To sell physical books, we feel we have to resort to what I call novelty but what others call “different price points.” The plain old book without any aesthetic worth won’t fly anymore. The book has to be beautiful, collectible, a keepsake. That’s fine. I buy the vinyl version of records whenever I can. I’ll buy beautiful books. Keep in mind that more and more, those records bands sell come with a download key to get mp3 versions as well.
Do publishers do this? They should. They will. Because reading is an experience, not an interaction between a person and a thing, no matter how much more authentic or un-reproducable we may think reading a physical book is. Because the aura of an ebook, as Walter Benjamin might have called it, is just as valid as the printed one.
Let’s talk about libraries and then I’ll shut up. I was talking with Cristin O’Keefe Aptowicz about this on the drive home Sunday. She kicks it old school.

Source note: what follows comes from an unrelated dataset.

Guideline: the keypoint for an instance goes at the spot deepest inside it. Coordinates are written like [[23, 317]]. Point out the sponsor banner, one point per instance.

She was talking about how Shappy, her partner, takes out tens of books at a time and how the Philadelphia Public Library is awesome, and that people are using libraries for that purpose and that’s why they’re so popular.
I can’t disagree that libraries are great because they have books that you can check out, but more and more that’s not going to be the primary function of a library, I told her. Libraries have books, sure, but more and more the circulation of books is not where the growth is–it’s providing a space where people can get together and study and access resources. They will talk about books, but the library of the future is not exclusively a book repository, not by a long shot.
In colleges, we’re talking about libraries as “learning commons,” where people get together for this new thing called “social learning.” The playgroup/playdate generation has arrived in the colleges, and they want to read their articles from academic databases and ebooks and PDFs next to each other. They regard reading and studying as a social experience. Often hours will go by before a physical page has been turned, because these experiences happen on screens.
Who are the people at McSweeney’s to not point to these moments, happening right now across the world, as the reason literacy rates have gone up?
I’ll talk about bookstores at some point, but right now I have to mark papers. I use Word comments and send them back to my students as PDF files.